U1 and U11 snRNP binding to chimeric RNAs.

In light of the finding that the RG11 mutation reduced binding of both U1 and U11 to the free NRS (20), it remained unknown which snRNP was responsible for the interaction observed above. To address this question directly, U1 and U11 binding to the NRS, Ad3′, or various chimeras was assessed. Complexes were assembled on biotinylated or nonbiotinylated control RNAs and were affinity selected from nuclear extract with streptavidin-agarose beads, and snRNA components of the bound snRNPs were identified by Northern analysis with U1 and U11 riboprobes. As expected with the 701–932 NRS substrate, the results showed modest U11 snRNP binding to the isolated NRS (Fig. 4, lane 2) but not to Ad3′ (lane 4). Binding of U11 to NRS-Ad3′ (lane 6) was also evident and was repeatedly ∼3-fold higher than with the isolated NRS (lane 2). This increase in U11 snRNP binding is consistent with the more efficient assembly observed above with NRS-Ad3′. RG11-Ad3′, which does not support more efficient complex assembly (Fig. 2E), did not bind U11 snRNP (Fig. 4, lane 8). While these results supported a possible role for U11 in the interaction, this conclusion was compromised by the fact that RG11 also affects U1 binding (20).

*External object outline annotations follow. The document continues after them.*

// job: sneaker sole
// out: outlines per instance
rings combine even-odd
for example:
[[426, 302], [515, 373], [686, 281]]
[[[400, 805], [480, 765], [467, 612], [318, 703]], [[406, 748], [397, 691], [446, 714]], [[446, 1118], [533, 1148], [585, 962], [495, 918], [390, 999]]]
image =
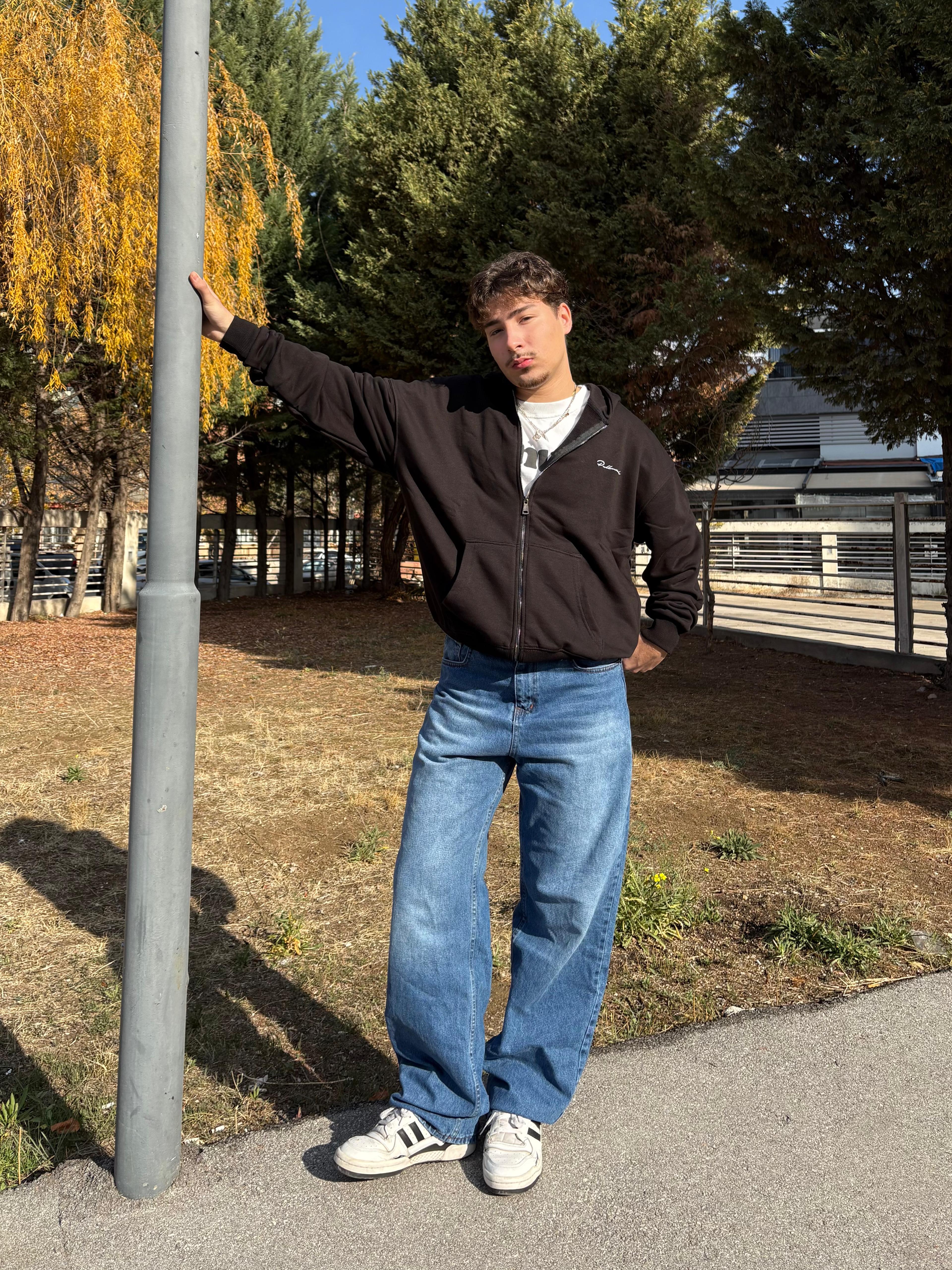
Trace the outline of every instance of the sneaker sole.
[[340, 1152], [334, 1153], [334, 1165], [338, 1172], [341, 1172], [345, 1177], [350, 1177], [353, 1181], [368, 1182], [377, 1177], [393, 1177], [396, 1173], [402, 1173], [405, 1170], [410, 1168], [413, 1165], [439, 1165], [453, 1160], [466, 1160], [476, 1149], [475, 1142], [465, 1143], [451, 1143], [442, 1154], [430, 1152], [424, 1154], [420, 1152], [418, 1156], [409, 1156], [406, 1160], [401, 1161], [381, 1161], [378, 1168], [368, 1166], [366, 1163], [345, 1162], [339, 1160]]
[[486, 1175], [482, 1175], [482, 1181], [486, 1184], [486, 1190], [493, 1191], [494, 1195], [520, 1195], [523, 1191], [532, 1190], [536, 1182], [542, 1176], [542, 1163], [539, 1162], [538, 1168], [534, 1168], [529, 1175], [528, 1181], [519, 1180], [518, 1182], [491, 1182]]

The results with the U1 probe showed that U1 snRNP binding was well above background for the isolated NRS (Fig. 4, lanes 1 and 2) and was much lower but easily detected with the isolated Ad3′ (lane 4). It was previously shown that U1 is present at low levels in E3′ assembled on Ad3′ (23). Binding of U1 to NRS-Ad3′ was also strong (lane 6), but the amount of U1 selected by RG11-Ad3′ (lane 8) was repeatedly about threefold lower. Thus, as with the isolated NRS (20), the RG11 mutation affects both U1 and U11 binding to the chimeras. These results made it formally possible that the interaction of the NRS with Ad3′ was through U11 and U1 snRNPs, or either one alone (addressed below).

We also determined if U1 and/or U11 binding to chimeric substrates was affected by the Ad3′ mutations. The data showed that binding of both snRNPs was unaffected by mutations in the branch point, pyrimidine tract, or terminal AG of Ad3′ (Fig. 4, lanes 10, 12, and 14), indicating that no single mutation in the Ad3′ elements affected U1 or U11 binding to the NRS. These results (i) are consistent with the NRS and Ad3′ regions being recognized independently in the chimeric RNA and (ii) suggest that the interaction between them is through snRNPs bound to the NRS and factors that bind the Ad3′ region.

U1 snRNP and the NRS interaction with Ad3′ in vitro.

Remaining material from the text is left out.